Polymerase chain reaction and focal contact formation indicate integrin expression in mesangial cells

Polymerase chain reaction and focal contact formation indicate integrin expression in mesangial cells. Cultured kidney glomerular mesangial cells (MCs) allow the role of extracellular matrix (ECM) and growth factors in glomerular inflammatory disease to be studied. To investigate the potential of MCs to interact with matrix components, the expression of integrin mRNA in cultured MCs was examined by polymerase chain reaction (PCR), by Northern blotting and by immunofluorescence. In addition, the effect of matrix substrates on mRNA expression was assessed by PCR. Northern blots with cDNA probes to integrin α-chains revealed that MCs expressed α1, α3 and α5 integrin mRNA. α1 and α3 were the major messages. No α2, α4 or α6 were detectable. RT-PCR revealed that α2 and α6 were also expressed at low levels. The control cells, HT1080, expressed α2, α3, α4, α5 and α6 mRNA, and Rugli expressed α1, α3, and α5, supporting previous studies. Immunocytochemistry confirmed that α1β1, α2β1, α3β1 and α5β1 integrins were expressed and that they were concentrated into focal adhesions (α1β1 on type I collagen and laminin; α2β1 on type I collagen; α3β1 on type I collagen, laminin and fibronectin; α5β1 on fibronectin). α6β1 was not detected in focal contacts.

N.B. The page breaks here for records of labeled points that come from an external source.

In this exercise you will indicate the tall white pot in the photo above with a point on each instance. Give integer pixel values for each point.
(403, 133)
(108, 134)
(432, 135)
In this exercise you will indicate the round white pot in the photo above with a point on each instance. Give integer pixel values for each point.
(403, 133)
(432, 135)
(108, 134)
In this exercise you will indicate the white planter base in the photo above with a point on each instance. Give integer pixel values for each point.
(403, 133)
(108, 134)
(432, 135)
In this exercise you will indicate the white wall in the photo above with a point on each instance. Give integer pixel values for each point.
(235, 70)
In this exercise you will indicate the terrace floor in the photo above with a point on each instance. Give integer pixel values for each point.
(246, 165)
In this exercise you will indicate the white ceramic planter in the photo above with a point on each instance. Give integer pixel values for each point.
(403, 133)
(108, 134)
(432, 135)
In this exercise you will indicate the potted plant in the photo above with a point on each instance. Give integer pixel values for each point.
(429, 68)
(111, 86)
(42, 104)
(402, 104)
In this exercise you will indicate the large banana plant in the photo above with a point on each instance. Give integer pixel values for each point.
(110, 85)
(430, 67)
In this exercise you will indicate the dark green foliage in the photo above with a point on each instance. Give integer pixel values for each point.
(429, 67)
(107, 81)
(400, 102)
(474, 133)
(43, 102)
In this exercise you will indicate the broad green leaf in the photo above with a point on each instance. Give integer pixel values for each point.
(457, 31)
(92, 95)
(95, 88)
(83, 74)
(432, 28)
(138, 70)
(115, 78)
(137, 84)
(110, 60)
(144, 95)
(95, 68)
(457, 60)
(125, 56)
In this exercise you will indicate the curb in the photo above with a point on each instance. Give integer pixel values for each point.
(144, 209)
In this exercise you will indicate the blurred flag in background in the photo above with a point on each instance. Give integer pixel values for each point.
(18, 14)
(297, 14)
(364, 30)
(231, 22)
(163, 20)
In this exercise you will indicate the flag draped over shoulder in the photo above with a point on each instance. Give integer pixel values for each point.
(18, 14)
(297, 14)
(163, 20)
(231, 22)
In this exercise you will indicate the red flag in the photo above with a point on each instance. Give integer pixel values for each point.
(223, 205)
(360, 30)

Attachment, spreading, and formation of talin and integrin containing focal contacts still occurred when endogenous protein synthesis was blocked with 30 µg · ml-1 cycloheximide. Variation of substrate did not lead to a rapid degradation of integrin α-chain mRNA as assessed by RT-PCR. These results provide a basis for studying the regulation of interactions between MCs and extracellular matrix mediated by integrins.